The Hearing. No lawyers are allowed at the hearing. At that hearing, the Complainant states the case for issuing the Writ for Mandatory Homicide and can present evidence and/or testimony. The Defendant is then allowed to testify as to why he or she should not be killed, and may also present evidence and testimony. Both sides are then allowed closing statements, and the Tribunal retires to confer.

The Verdict and Administration of Justice. The judges can return one of three possible verdicts. In the first, they declare that the Defendant may be an objectionable asshat but not so much as to warrant further punishment. The Defendant is seriously warned and allowed to leave.

The second verdict is that the Defendant is indeed a reprehensible, lily-livered, low-down excuse for a human, a veritable snake who gives snakes in general a bad name, an abomination in the eyes of society and a stench in the nostrils of the Lord. The Complainant and Defendant are escorted in to a courtyard where a firearm is presented to Complainant and he or she is formally charged to “Go for it.” Complainant gets enough ammunition to carry out the sentence.

But there are always cases where the Defendant is indeed adjudged to be a reprehensible, lily-livered, etc., but not sufficiently so to merit death.
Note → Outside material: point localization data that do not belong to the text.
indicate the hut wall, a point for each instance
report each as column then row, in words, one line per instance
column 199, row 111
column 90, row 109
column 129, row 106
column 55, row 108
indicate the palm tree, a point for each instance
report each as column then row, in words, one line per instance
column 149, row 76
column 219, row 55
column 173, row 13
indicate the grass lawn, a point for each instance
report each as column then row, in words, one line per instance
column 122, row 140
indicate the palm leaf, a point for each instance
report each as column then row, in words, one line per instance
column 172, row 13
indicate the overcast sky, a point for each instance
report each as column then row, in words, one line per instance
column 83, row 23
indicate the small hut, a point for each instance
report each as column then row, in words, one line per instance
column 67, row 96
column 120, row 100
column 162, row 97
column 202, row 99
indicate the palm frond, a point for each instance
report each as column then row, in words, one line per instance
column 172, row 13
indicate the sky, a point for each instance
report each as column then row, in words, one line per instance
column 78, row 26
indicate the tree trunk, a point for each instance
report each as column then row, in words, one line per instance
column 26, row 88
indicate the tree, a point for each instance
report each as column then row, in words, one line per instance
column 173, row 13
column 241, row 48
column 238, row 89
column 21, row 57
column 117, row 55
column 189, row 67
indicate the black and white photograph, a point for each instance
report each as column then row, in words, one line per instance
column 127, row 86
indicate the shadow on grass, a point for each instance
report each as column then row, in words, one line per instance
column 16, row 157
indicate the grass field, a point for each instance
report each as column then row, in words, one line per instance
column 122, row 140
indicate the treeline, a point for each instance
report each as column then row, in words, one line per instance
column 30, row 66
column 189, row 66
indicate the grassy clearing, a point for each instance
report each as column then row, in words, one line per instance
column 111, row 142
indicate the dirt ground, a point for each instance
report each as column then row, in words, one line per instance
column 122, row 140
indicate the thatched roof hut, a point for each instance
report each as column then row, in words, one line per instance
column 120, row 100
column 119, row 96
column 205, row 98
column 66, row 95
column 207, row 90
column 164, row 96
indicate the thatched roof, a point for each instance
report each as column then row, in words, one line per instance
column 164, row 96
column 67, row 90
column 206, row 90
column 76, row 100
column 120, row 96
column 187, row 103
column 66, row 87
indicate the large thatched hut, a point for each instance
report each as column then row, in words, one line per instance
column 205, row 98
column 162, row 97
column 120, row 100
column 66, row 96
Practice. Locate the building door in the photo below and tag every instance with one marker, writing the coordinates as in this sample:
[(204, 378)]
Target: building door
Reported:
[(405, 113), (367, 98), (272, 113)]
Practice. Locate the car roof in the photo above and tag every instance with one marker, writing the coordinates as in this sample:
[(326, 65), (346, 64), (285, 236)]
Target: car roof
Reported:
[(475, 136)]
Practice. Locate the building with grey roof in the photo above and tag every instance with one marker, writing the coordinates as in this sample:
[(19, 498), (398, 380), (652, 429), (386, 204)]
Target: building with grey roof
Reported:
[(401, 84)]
In this case Complainant and Defendant are escorted to a courtyard, where Complainant is issued a firearm and ammunition, and told to “Wing ‘em.”

It is believed that such a legal avenue, with its protections of the parties and its requirement for a sober and knowledgeable tribunal of practiced judges, would vastly expand our society’s emphasis on civil discourse and care of one’s neighbors. The Legislature is urged to give this proposal the attention it deserves.